Obama Blinks on Prison Photos -- Courage or Subterfuge?

By S.E. CuppConservative Commentator/Author, "Why You're Wrong About the Right"

In yet another bizarre reversal, the Obama administration has just announced it no longer wants to release 44 photographs that supposedly depict the abuse of prison detainees in US custody in the Middle East. Even though the Justice Department agreed to release the photos by May 28th, an unnamed official now says Obama does "not feel comfortable with the release of the DOD photos because he believes their release would endanger our troops."

Though the thought of angering the liberal activists at the ACLU - which have been pressuring this administration and the last to release the photos by way of a lawsuit (what else?) - is enough to make me practically giddy, I'm not jumping for joy just yet. Something smells fishy here, and only time will tell if this move represents a genuine moment of courage for Obama or yet another shady show of opacity.

Before I'm accused of partisan whining, let me say this first: If President Obama has now realized just how inane and dangerous it would be to release photographs of our terrorist detainees, I offer him an unabashed "bravo." That action would threaten our national security, jeopardize the safety of our troops, weaken our national image, and reveal the president to be nothing more than a well-paid employee of the ACLU and MoveOn.org. So in the un-cynical version of this story, he understands the gravity of the situation, and proves he has the kind of conviction and character many on the right are concerned he lacks.

But my instinct tells me something else is probably going on.

If we think back to the campaign, Obama insisted he wanted to look forward, not backward on the actions of the Bush administration, and that prosecutions would not be a focus of his White House. Then of course he seemed to change his mind and allowed for the idea of bipartisan investigations. The Justice Department then released four secret memos, and promised to release the photos as well. And now, Obama is objecting.

The way I see it, there are three likely circumstances that could explain this 147th flip-flop on the interrogation issue and whether or not prosecuting the Bush administration is something Obama wants to do. (It would seem an easy enough question - either he's for it or he's against it. But then again, as has become typical, no one seems to know what Barack Obama's for and against.)

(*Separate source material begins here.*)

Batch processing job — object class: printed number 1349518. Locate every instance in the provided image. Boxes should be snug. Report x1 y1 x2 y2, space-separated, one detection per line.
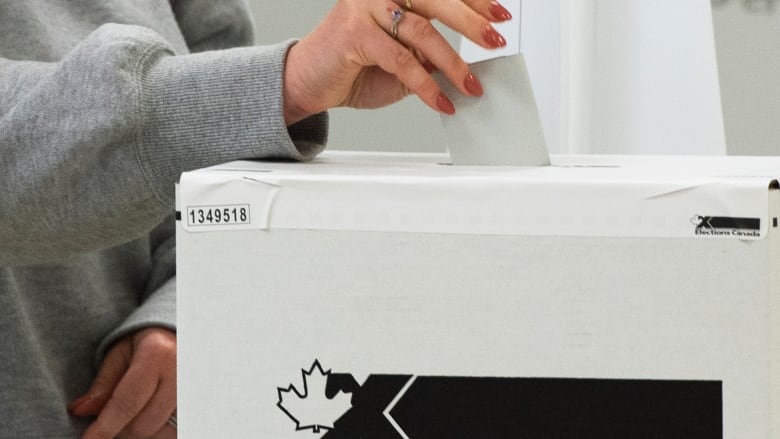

One, it's possible that his reversal is purely symbolic. If it turns out that the previous commitment to release the images is irreversible, regardless of Obama's new objection to it, it will be clear that the president's statement is merely face-saving rhetoric, designed to brace against pointed criticism from the right when the Justice Department follows through with their plans. The photos will be released, everyone in the country besides the ACLU and MoveOn.org will be outraged, and the president will insist, "I told them not to do it." Right...just after you told them they should.

Two, the Obama administration has seen the rest of the memos - you know, the ones that prove that Democrats like Nancy Pelosi knew far more than their feigned shock-horror suggests. And the ones that prove that our interrogation techniques saved millions of lives. In this case, releasing the photos will prompt Republicans to push for the release of the rest of the memos, which wouldn't make the president or Congress look very good. And which just might convince average Americans that a little water goes a long way to assuring their safety.

And three, prosecuting the Bush administration opens the door for future prosecutions -- against the Obama administration. I've suggested, without so much as a smile on my face, that the next administration should prosecute Obama for negligence if we're attacked again, if his administration pursues Bush. While that's probably just my own fantastical version of comeuppance, it's possible the president realizes that embarking on this path of retribution leaves him wide open for the same kind of irrational scrutiny. By coming out now against the release of the photos, it could be his way of protecting his own legacy.

Either way, we should all hope the Obama administration's latest objections to the release of those photos close the door on these nefarious, embittered and reckless investigations that look more like political playground stunts than pursuits of justice. But we'll have to wait until this thing shakes out before we know whether we should congratulate the president for his courage or shake our heads at more subterfuge.